Thursday, April 30, 2009

Book Review

I got this in an e-mail from a Moscow bookseller:

Армадa [Armada]
by Il'ia Vladimirovich Boiashov

Ilya Boyashov is the 2007 winner of the award, "The National Bestseller". "Armada", is his first novel. Terrorists are on a boat, sailing to the coast of America to destroy it. But during the journey, an event takes place that causes the disappearance of all continents of the world. The world is one big ocean! The terrorists are the last living survivors on the planet.

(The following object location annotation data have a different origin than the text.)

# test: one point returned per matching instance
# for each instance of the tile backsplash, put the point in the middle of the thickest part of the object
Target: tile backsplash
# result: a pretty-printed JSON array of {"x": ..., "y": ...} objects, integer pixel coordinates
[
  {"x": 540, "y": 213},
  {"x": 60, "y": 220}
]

Also: I'M DONE WITH MY THESIS!!!!!!! Now I just have to give this accursed presentation at the Rohatyn Center symposium on Monday (haven't wrote that talk yet...), and do the defense, and it will be over. It's a little anti-climactic, actually. I never stayed up all night, or raced to the end; one day I was just done writing it, in plenty of time, and I've been leisurely editing since then. I am stressed out about other things, such as some other papers I haven't written and should have by now, and this symposium presentation, but the thesis seems to really be done.

Sunday, April 26, 2009

Half Marathon

It was so fun. So much more fun that I thought it would be. I hadn't run a race in about two years, and I had forgotten how great it is. Even the feeling, yesterday, of drinking water on a hot day and the cold hitting your stomach in the way it only does when you're nervous the day before a race in hot weather, was familiar and exciting.
It was a cold, wet, windy day, but pretty good for a long race. I wore a long-sleeved shirt for the first five miles, then was fine in a tank-top. Oh, man, it was so, so fun-- I started far back in the pack, as I wanted to, and tried to stay calm the first few miles, but I kept speeding up without meaning to, and I decided to just go with it. I really like the Sheep Farm loop when it's wet-- the colors all seem richer-- and I was having fun, and I figured I might as well have fun while I felt good, and I would deal with dying at the end when the situation arose. But I felt really good the whole time, and gradually passed people, and every time I passed a mile marker I looked at my split and told myself to slow down but didn't. I did end up dying a little around the 11th mile, but I didn't really mind, as it was so much fun racing. And I didn't get passed, so it wasn't that bad, and I can in strong enough.
I really had forgotten how completely different racing is from going for a run, and how the kind of tired you are is completely different. I need to do this more.

My favorite part of that course, which is the Sheep-Farm loop followed by and out-and-back on South Street, is the part running out South Street when you see the horses from Eddy Farm out grazing on the hill sloping down from the barn. They look just like the horses my toy cowboys used to have, and I always expect and Indian raiding party to come riding over the hill.